Corte di Cassazione, Sez. I civ., 08 febbraio 2026, n. 2817 – Pres. Massimo Ferro, Rel. Paola Vella.

Accordi di ristrutturazione dei debiti ad efficacia estesa - Nomina del commissario giudiziale - Compito di riferire su ogni aspetto – Non verificarsi di preclusioni per le attestazioni del professionista indipendente – Rilevanza del di lui parere al fine delle decisioni che l’organo giudiziale è chiamato ad assumere in fase di omologazione.

Accordi di ristrutturazione in generale – Omologazione - Necessaria verifica in merito alla effettiva conclusione degli stessi – Rilevanza di tale accertamento in particolare nel caso abbiano efficacia estesa – Ragione sottostante.

Accordi di ristrutturazione a efficacia estesa – Categorie di creditori – Formazione obbligatoriamente caratterizzata da omogeneità di posizione giuridica e interessi economici dei crediti come raggruppati – Analogia col concordato preventivo – Finalità sottesa a tale necessità.

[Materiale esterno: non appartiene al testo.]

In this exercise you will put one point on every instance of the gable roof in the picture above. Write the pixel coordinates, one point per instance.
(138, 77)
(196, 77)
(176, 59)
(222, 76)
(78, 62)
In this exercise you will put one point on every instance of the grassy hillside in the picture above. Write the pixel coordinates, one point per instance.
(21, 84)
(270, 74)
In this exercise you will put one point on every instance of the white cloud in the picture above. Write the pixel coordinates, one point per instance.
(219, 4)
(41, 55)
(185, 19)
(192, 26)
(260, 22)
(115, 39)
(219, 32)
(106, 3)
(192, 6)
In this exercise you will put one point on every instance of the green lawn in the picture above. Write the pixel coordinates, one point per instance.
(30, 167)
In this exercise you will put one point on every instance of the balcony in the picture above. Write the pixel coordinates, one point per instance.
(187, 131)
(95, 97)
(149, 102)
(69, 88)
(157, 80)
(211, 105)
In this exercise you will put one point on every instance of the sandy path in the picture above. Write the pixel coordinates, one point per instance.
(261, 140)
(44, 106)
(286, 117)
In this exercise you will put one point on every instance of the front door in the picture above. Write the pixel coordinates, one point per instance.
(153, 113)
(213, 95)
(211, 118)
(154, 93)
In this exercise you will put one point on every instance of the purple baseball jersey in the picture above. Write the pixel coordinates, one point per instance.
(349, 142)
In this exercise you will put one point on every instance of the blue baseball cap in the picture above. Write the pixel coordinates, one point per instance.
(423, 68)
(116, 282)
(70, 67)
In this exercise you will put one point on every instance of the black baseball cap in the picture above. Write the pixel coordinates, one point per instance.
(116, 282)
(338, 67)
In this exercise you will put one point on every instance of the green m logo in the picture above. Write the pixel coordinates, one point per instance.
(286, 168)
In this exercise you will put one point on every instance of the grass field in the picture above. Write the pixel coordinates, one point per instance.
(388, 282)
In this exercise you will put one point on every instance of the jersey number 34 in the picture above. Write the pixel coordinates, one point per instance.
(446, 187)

In tema di accordi di ristrutturazione dei debiti ad efficacia estesa, ex art. 61 CCII, il tribunale può conferire al commissario giudiziale, nominato ai sensi dell'art. 40, comma 4, CCII, il compito di riferire su ogni aspetto rilevante per la decisione sulla domanda di omologazione, senza preclusione di quelli che sono oggetto di attestazione da parte del professionista indipendente, ai sensi dell'art. 57, comma 4, CCII, poiché l'art. 48, comma 4, CCII, impone all'organo giudicante di decidere - all'esito dell'udienza di comparizione delle parti e del commissario giudiziale ed assunti gli eventuali mezzi istruttori richiesti dalle parti o disposti d'ufficio - dopo aver "sentito il commissario giudiziale". (Massima Ufficiale)

La conclusione degli accordi di ristrutturazione, quale fatto costitutivo della domanda di omologazione, deve necessariamente sussistere per intero e non può essere provata “a campione”, ciò in quanto spetta al giudice di merito stabilire le modalità di verifica dell’effettiva conclusione dell’accordo tra debitore e creditori, fermo restando che proprio il “consenso effettivo” ai fini del calcolo delle maggioranze richieste dalla legge, costituisce l’elemento indispensabile per la migrazione dell’istituto dalla negozialità “pura” pura ad una negozialità “procedimentalizzata”, assoggettata all’omologazione della autorità giudiziale. E ciò vale ancor più negli accordi a efficacia estesa, ove il dissenso dei non aderenti è superabile in via indiretta, attraverso valutazioni officiose di tipo comparativo che assumono valenza sostitutiva della stessa (mancata) adesione. (Pierluigi Ferrini – Riproduzione riservata)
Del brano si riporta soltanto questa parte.